# Wordpress vs zenfolio, shutterfly and other similar sites



## onelove (Aug 25, 2016)

Hello,

I am about to set up a site for my photos and a blog.  I am reasonably experienced in WordPress and have no issues developing a site.  I intend to monetize the blog with affiliate and CPA marketing as well as sell prints and other custom products.

My question:  Is there any advantage, such as increased visibility or marketing reach, to using one of the photo hosting sites over my own WP site?
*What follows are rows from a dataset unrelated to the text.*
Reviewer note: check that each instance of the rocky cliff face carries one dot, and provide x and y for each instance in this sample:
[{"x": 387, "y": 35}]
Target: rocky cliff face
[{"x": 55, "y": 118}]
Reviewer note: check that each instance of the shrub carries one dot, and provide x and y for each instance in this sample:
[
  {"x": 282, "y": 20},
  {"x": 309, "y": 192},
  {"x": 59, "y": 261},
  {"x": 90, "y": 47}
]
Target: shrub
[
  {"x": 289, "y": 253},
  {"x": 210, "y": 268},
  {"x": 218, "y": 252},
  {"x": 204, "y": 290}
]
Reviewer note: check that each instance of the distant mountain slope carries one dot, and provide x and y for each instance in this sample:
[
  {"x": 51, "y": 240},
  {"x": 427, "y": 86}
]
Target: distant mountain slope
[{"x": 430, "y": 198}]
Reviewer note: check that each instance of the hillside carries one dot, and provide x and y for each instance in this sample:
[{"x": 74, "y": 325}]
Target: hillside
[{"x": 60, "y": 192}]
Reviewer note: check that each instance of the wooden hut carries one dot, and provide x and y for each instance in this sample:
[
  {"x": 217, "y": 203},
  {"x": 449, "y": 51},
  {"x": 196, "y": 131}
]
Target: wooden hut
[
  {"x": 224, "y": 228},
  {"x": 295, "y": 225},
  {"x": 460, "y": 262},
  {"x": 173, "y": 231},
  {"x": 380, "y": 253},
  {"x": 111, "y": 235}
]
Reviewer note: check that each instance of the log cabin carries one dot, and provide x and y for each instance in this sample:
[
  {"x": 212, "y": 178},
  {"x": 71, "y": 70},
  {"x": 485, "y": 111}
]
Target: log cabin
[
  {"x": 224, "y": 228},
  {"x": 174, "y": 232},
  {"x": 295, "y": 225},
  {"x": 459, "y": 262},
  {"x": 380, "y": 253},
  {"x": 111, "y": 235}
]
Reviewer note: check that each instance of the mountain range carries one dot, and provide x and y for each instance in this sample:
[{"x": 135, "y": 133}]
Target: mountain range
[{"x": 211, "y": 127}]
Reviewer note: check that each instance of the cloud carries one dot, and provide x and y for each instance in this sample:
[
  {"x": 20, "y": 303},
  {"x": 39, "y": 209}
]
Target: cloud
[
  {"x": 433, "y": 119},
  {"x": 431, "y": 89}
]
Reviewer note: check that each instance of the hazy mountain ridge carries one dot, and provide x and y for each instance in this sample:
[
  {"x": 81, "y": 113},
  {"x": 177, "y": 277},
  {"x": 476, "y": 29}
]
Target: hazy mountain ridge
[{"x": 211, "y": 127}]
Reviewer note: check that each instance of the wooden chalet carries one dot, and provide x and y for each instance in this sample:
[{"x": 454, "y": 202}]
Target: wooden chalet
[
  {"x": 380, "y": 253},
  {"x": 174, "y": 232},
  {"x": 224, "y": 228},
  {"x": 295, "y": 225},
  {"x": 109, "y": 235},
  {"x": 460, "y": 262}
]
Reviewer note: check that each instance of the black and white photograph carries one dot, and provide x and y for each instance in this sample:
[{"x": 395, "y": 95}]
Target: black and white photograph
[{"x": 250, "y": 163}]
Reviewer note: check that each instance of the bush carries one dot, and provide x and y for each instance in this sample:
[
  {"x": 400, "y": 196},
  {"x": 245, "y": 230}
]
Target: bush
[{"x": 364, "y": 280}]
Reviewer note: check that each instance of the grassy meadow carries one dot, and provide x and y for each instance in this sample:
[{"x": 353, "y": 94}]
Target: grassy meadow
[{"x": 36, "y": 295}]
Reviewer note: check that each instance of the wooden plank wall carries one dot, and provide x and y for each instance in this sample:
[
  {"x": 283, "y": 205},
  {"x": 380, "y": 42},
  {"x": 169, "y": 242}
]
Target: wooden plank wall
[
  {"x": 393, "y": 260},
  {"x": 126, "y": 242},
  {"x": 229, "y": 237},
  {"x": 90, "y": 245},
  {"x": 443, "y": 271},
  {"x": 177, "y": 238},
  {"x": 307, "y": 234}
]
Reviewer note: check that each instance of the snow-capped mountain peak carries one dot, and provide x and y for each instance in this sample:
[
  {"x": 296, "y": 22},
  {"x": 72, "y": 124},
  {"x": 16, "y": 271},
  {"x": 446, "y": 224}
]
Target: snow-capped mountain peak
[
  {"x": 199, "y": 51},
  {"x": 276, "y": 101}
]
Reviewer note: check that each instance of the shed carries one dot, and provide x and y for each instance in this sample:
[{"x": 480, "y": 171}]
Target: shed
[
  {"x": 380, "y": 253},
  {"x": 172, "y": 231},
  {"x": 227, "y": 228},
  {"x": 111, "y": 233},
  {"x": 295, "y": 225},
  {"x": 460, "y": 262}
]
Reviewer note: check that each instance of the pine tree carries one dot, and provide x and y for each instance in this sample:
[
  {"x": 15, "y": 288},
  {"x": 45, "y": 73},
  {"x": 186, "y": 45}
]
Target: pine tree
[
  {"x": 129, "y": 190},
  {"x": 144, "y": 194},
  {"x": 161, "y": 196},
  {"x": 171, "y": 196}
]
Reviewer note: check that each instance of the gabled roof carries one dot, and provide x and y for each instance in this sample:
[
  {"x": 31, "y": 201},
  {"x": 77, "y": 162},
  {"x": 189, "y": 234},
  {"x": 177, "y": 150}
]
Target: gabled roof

Thanks for your wisdom and experience


----------



## tirediron (Aug 25, 2016)

I don't believe so.  It's a matter of establishing your presence on the 'net and ensuring that your SEO is as good as it can be.


----------



## Gary A. (Aug 25, 2016)

I know of many pros who use Smugmug for their sales.  The pros I know claim that Smugmug is great for how the sales end operates and for prints.


----------



## dennybeall (Aug 28, 2016)

If you do it right having your own website is far superior. You can control the presentation. If you want to do something you just do it. The problem is in the software for doing the things you want on the site.
There are things to do to make your site show up better on Google.


----------



## onelove (Aug 29, 2016)

Thanks folks.  This confirms my thoughts.  I can see where some of the features on the photo hosting sites might be convenient for wedding pros etc, but I am only interested in travel and fine art.  WP will be perfect for me.

Time to fire up a WP site


----------